I attended a Photo Reading course earlier this year.
Speed Reading and Photo Reading had fascinated me for quite some time and I had visions of consuming books in mass quantities and reciting chapters at the drop of a hat.
But the intention around Photo Reading is not that.
Photo Reading is about gaining and recalling information.
During the course, quite a few of the delegates found that books fell open at the pages where the information that we wanted to find was printed (Spooky)
A few years back, I had read Tony Buzan’s book “The Speed Reading Book”, published by BBC publications. In a week my speed had gone from 250 words per minutes to close to 800, through a series of very simple exercises.

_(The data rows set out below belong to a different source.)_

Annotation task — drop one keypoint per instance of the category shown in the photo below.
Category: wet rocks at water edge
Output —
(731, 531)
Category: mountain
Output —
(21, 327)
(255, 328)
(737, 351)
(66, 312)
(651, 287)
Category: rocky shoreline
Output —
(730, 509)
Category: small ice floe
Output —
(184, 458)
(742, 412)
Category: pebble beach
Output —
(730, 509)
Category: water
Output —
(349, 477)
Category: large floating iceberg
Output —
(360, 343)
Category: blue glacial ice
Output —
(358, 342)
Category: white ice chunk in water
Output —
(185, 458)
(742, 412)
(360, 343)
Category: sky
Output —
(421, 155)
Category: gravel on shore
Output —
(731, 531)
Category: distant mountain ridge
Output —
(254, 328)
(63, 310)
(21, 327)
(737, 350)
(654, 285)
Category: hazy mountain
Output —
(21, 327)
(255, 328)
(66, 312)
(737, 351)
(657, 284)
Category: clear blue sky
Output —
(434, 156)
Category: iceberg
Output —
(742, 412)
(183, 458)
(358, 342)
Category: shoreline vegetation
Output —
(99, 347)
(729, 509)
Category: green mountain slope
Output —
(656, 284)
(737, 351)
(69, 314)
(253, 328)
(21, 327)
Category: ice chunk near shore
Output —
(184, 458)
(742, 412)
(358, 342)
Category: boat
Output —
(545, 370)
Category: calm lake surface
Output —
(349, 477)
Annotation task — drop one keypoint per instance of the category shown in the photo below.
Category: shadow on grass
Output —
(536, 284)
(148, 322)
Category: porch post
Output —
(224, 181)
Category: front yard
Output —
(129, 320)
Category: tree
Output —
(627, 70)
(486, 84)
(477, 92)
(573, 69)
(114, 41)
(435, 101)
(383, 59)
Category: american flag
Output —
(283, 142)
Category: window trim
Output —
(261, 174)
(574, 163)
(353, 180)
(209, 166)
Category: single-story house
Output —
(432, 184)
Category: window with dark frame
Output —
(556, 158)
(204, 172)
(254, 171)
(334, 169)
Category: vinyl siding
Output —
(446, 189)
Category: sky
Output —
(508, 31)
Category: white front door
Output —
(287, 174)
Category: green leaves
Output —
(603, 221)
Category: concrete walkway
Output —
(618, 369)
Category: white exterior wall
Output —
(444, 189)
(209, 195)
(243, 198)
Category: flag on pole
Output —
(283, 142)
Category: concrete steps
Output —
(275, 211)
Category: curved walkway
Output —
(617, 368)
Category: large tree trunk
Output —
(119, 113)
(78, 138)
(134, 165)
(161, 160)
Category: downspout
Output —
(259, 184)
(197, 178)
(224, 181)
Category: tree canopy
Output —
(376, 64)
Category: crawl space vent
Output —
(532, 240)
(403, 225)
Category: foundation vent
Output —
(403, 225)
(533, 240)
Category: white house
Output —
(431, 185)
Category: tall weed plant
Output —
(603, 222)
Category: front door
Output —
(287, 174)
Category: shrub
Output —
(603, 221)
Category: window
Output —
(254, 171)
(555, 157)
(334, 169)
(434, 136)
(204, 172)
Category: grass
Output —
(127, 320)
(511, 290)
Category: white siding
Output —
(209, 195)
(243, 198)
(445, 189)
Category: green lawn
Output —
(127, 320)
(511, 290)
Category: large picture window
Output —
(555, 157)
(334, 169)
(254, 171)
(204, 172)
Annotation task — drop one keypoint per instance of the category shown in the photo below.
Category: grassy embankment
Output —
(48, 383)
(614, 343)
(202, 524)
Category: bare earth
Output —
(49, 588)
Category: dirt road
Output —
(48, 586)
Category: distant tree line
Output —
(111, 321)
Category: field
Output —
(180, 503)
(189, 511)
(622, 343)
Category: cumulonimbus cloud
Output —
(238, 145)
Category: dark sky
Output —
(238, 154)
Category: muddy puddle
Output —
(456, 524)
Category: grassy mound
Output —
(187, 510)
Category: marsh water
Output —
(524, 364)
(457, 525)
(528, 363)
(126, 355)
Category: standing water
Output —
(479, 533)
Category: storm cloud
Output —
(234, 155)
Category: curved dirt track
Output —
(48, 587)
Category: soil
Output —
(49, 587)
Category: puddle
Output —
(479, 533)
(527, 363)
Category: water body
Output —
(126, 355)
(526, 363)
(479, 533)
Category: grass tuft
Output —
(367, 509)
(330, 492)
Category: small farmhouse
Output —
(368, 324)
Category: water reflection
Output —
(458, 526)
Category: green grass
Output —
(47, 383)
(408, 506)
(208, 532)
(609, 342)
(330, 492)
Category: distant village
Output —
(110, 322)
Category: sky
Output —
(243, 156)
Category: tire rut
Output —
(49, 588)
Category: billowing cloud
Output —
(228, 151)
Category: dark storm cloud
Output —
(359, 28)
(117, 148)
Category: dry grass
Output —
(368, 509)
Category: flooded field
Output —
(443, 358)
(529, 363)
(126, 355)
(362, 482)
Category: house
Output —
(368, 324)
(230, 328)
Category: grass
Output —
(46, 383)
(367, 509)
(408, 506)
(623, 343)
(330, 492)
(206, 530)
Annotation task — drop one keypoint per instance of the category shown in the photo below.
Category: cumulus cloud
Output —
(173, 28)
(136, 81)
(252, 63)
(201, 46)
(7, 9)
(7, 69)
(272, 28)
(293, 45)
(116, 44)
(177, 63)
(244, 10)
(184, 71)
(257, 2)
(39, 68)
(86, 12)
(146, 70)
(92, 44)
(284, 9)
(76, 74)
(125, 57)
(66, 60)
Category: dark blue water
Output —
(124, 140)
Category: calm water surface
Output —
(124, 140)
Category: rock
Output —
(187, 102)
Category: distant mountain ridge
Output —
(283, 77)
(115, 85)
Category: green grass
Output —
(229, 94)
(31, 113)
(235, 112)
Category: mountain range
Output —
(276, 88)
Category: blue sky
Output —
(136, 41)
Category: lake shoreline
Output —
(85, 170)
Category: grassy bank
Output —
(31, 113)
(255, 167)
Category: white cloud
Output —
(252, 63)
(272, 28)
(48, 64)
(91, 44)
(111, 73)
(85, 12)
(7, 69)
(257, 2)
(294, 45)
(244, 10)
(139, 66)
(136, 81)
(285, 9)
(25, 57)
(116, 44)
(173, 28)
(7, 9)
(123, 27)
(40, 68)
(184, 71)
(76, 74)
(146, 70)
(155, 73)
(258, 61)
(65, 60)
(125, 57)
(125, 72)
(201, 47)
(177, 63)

At Geoff Roll’s recent “Touch for Health” Kinesiology course (http://wp.me/pOj1e-6K), we were shown how to balance ourselves or others to be able to read without stress and to improve our reading ability. Not only did that happen but the added benefit was an increase in focal length both closer and further away from our eyes. Our normal range of reading position had increased!
Interestingly, during the Photo reading Course some of the set up exercises were the same as the set up techniques taught at the “Touch for Health” Kinesiology course.
There appears to be a variety of ways in which one can read very quickly. Here is one technique that I came across. It is from http://www.dailyblogtips.com/one-speed-reading-trick-that-does-work/
One Speed Reading Trick That Does Work
by Daniel Scocco
Reading is one of the main ways we use to absorb information, and being able to read fast is something that most of us would like. If you could read 100% faster, for instance, you would read twice as many books every year, or the newspaper twice as fast every morning.
The problem is that most speed reading tricks and techniques never work as promised.
This week I came across a video explaining a trick that surprised me though. It takes some time to get used, but once you do I am sure you will feel a tangible increase in the speed that you read. Here is the video:More DIY videos at 5min.com
The basic idea is that you need to stop reading with your larynx (i.e., trying to pronounce each word as you go, even if just mentally) and start reading with your eyes (i.e., the information is processed by the brain immediately as you see it).
The trick to shift from one to the other is try pronounce something as you read, like “aeiou” or “123.” Sounds weird, but for me it worked.